The Hobbit: An Illustrated Edition of the Fantasy Classic was originally released as a three-issue series by indie publisher Eclipse Comics, launching in August 1989 and selling surprisingly well, based on contemporaneous sales charts. The first issue outsold that month’s Sandman, G.I. Joe, and Suicide Squad, amongst many others, ranking 63rd on the chart for the month. (Another book it sold better than was the first issue of DC’s Advanced Dungeons & Dragons, which feels only fitting, really.)

The series was written by Chuck Dixon, the same guy that also wrote DC’s Nightwing and Robin for years in the 1990s, but the real star of the book was David Wenzel, a former Marvel creator whose lush artwork pulled from such influences as Howard Pyle and Arthur Rackham, and who’d go on to illustrate greetings cards and childrens’ books based on the success of this project.

This was, oddly, the second time The Hobbit had been serialized in a comic, although the first wasn’t a comic strip; British publishers Fleetway ran an abridged version of the story, accompanied by spot illustrations by Ferguson Dewar, across 15 issues of the anthology series Princess and Girl in 1964. Tolkien had reservations about the project, complaining in a letter from August of that year that Dewar’s illustrations of Gandalf were “fussy and over-clad,” and lacking in dignity. “He should not be styled ‘magician’ but ‘wizard,’” he wrote.

Dixon and Wenzel’s comic strip version of The Hobbit lived on far beyond the initial run of the series; it was collected a year after its serialization by British publisher George Allen & Unwin, which had been Tolkien’s U.K. publisher for a number of years by that point. A U.S. collection was released in 2001 by Del Rey, with Harper Collins releasing an extended edition in both countries in 2006 that remains in print today.

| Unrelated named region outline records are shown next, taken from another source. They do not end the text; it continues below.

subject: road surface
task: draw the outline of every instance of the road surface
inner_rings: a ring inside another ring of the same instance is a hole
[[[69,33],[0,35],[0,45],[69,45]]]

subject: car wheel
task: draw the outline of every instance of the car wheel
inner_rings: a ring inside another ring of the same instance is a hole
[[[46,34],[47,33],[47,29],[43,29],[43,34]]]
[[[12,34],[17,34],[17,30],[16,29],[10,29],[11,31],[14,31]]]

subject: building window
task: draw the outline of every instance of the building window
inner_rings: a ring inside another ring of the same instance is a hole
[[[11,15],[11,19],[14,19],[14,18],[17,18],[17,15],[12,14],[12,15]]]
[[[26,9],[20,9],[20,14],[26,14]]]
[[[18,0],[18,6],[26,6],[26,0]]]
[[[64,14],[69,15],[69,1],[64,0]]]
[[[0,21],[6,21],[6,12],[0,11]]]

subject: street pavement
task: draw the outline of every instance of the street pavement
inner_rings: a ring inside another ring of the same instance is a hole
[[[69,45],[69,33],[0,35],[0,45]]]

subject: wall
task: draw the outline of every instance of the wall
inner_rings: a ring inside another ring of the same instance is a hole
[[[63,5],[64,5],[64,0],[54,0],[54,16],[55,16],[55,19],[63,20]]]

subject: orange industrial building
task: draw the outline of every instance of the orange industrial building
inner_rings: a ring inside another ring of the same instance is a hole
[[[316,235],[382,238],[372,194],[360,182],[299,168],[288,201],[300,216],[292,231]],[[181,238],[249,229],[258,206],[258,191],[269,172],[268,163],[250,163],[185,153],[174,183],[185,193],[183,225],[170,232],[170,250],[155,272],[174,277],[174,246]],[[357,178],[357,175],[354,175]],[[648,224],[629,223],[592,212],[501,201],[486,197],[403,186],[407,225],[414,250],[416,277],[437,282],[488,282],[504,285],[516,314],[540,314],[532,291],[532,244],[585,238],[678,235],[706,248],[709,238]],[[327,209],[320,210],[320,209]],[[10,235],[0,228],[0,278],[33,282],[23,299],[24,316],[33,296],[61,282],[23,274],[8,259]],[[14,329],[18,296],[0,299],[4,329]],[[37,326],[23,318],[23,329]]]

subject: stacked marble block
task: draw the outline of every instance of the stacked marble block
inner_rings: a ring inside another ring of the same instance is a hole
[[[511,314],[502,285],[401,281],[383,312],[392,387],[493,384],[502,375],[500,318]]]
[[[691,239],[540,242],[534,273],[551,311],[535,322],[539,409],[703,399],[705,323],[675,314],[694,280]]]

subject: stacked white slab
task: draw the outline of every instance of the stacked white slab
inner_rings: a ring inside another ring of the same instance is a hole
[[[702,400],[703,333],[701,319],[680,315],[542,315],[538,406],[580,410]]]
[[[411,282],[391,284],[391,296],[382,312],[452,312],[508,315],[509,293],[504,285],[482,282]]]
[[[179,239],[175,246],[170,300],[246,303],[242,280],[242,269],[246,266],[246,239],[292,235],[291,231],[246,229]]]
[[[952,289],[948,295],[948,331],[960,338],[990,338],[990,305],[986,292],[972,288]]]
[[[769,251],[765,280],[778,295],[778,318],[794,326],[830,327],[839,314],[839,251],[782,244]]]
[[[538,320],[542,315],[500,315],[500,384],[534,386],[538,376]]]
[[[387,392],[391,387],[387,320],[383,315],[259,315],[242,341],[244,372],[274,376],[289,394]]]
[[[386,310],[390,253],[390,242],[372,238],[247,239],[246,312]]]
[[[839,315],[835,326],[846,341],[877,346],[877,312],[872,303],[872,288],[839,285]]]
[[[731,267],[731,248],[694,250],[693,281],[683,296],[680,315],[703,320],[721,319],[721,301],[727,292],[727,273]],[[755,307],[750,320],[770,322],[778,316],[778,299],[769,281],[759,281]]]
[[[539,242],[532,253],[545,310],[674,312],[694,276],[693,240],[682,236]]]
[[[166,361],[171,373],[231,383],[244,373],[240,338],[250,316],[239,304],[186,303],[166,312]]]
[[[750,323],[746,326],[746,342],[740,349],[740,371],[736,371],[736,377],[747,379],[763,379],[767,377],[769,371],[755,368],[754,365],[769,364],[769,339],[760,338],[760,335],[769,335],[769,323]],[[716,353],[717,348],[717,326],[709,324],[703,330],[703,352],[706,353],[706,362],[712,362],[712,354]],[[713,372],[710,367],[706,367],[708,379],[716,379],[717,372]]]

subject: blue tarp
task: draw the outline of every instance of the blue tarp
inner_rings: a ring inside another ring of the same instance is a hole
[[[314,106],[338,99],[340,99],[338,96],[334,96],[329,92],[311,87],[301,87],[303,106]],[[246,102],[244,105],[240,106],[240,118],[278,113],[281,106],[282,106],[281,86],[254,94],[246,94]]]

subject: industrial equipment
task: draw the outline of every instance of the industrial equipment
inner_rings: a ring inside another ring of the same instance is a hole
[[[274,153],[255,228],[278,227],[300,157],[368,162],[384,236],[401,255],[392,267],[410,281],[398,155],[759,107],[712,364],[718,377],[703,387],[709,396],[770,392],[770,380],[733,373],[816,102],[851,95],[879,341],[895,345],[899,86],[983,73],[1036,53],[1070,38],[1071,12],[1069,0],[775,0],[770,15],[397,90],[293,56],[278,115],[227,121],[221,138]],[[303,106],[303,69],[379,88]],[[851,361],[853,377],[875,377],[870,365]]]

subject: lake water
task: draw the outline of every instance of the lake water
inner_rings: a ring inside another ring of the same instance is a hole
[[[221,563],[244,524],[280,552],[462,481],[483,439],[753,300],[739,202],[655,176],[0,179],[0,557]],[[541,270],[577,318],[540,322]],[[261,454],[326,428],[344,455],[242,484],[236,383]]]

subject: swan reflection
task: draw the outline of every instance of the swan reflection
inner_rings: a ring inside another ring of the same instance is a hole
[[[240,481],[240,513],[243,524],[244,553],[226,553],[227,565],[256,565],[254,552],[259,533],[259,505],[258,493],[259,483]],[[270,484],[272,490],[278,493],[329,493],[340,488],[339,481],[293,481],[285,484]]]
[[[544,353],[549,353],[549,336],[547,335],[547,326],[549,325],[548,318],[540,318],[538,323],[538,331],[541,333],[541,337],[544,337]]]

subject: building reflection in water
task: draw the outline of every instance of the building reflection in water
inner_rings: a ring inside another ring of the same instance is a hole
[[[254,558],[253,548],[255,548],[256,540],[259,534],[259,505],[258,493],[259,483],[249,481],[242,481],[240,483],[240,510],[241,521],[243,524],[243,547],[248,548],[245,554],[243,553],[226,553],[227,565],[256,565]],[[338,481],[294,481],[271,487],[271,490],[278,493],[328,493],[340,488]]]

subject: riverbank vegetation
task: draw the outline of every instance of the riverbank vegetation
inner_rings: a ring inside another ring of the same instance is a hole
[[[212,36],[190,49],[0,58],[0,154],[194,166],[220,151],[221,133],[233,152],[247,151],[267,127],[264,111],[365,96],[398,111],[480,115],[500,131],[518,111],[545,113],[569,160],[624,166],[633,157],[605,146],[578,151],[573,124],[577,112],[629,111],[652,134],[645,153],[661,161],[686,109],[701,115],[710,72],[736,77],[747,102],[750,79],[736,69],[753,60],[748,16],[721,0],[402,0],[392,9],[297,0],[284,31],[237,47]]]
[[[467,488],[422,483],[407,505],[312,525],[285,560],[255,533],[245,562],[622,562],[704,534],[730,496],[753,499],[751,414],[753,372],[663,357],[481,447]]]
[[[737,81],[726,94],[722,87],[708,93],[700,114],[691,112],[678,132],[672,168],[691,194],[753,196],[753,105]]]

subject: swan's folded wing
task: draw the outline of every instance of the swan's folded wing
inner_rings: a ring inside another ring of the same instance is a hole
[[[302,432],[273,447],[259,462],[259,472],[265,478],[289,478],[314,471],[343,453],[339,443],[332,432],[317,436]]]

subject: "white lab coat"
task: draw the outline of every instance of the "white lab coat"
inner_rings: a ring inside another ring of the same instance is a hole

Bilbo says good morning to a recalcitrant Gandalf in The Hobbit: An Illustrated Edition of the Fantasy Classic, Eclipse Comics (1989).
Gandalf tells Bilbo he is looking for someone to share in an adventure, and Bilbo declines brusquely in The Hobbit: An Illustrated Edition of the Fantasy Classic, Eclipse Comics (1989).

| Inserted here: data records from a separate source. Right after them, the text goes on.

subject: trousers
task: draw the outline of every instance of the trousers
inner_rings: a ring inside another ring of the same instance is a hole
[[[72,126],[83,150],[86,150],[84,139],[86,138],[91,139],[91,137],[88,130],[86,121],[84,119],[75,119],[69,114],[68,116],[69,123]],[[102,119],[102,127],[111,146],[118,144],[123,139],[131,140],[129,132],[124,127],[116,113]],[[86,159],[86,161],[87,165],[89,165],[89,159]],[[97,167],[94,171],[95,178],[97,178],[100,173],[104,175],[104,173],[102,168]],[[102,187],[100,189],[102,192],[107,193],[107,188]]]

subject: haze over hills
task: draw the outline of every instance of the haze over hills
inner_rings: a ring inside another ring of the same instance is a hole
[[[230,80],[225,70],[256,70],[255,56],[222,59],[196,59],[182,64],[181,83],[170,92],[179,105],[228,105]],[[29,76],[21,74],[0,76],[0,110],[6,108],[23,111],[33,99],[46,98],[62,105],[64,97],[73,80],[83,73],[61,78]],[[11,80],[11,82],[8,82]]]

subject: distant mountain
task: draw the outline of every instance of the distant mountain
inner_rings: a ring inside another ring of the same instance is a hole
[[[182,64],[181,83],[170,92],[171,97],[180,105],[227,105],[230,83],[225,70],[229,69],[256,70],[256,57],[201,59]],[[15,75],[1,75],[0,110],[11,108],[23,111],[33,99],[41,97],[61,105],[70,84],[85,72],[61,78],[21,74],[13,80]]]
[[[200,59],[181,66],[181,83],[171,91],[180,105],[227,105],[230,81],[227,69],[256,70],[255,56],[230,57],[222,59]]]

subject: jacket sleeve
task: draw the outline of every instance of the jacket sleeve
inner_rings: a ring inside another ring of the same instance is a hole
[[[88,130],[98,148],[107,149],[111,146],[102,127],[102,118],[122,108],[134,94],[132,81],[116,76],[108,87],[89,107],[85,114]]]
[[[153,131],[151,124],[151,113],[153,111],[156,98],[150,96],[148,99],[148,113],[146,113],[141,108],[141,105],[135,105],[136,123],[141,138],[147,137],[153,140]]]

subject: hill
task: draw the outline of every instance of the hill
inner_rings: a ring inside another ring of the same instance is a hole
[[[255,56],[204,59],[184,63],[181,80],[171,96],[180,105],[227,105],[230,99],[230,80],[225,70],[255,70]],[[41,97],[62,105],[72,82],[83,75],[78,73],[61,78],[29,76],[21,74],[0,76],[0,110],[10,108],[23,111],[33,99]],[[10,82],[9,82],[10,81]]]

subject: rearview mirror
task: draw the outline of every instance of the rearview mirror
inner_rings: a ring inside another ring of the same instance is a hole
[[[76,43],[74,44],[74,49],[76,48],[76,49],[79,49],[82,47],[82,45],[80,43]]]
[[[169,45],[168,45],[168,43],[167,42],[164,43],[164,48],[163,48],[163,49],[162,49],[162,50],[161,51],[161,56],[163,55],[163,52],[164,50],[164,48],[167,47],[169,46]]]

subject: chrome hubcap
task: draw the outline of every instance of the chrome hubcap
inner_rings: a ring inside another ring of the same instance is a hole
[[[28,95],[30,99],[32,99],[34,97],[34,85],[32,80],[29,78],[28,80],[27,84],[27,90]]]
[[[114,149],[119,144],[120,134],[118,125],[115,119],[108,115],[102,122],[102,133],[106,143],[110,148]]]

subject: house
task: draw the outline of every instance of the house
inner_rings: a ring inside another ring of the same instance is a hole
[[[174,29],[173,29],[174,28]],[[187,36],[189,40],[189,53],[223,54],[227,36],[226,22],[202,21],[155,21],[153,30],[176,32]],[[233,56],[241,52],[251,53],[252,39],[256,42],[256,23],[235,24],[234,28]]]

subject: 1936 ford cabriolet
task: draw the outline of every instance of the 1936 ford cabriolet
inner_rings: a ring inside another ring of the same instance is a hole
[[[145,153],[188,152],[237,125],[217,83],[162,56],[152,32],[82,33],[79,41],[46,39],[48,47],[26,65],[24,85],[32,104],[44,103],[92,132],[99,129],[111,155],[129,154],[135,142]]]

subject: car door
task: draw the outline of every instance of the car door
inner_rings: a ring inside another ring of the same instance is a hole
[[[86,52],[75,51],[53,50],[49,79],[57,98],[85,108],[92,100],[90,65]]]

Given the success of the comic strip The Hobbit, it would only seem to make sense that a comic adaptation of The Lord of The Rings would be a foregone conclusion, but none has been attempted, which returns us to the simple question: Why not?

The answer lies frustratingly out of reach. Is there a contractual restriction on the project? It might seem unlikely given both the existence of the Hobbit comic and the screen Lord of The Rings projects, but it’s not impossible; it’s fun to imagine that Tolkien was so distressed by the 1960s Hobbit serialization that he inserted some clause to save LoTR from a similar fate, if nothing else. Could it simply be because no one has tried to do it? That seems even less likely, given the success of Jackson’s Lord of The Rings movies, or the upcoming Amazon LoTR series.

The only bodies that know the answer definitively would be the Tolkien Estate and Harper Collins, which not only controls the comic Hobbit, according to Wenzel, but also controls the publishing rights to Tolkien’s fantasy novels. Unfortunately, neither are talking; requests for comment to both entities went unanswered by time of writing. Warner Bros. Pictures, which this summer will produce comic adaptations of the Conjuring franchise with subsidiary DC Comics, also declined to respond to inquiries about any potential comic adaptations that may have been proposed in the Jackson trilogy-era. For Amazon’s part, the company is not considering any publishing projects connected with its new Silmarillion-based series, a source told Polygon.

For now, a Lord of The Rings comic book remains a thing of fantasy — which perhaps might be fitting, given the shadow the property casts in the genre it helped create.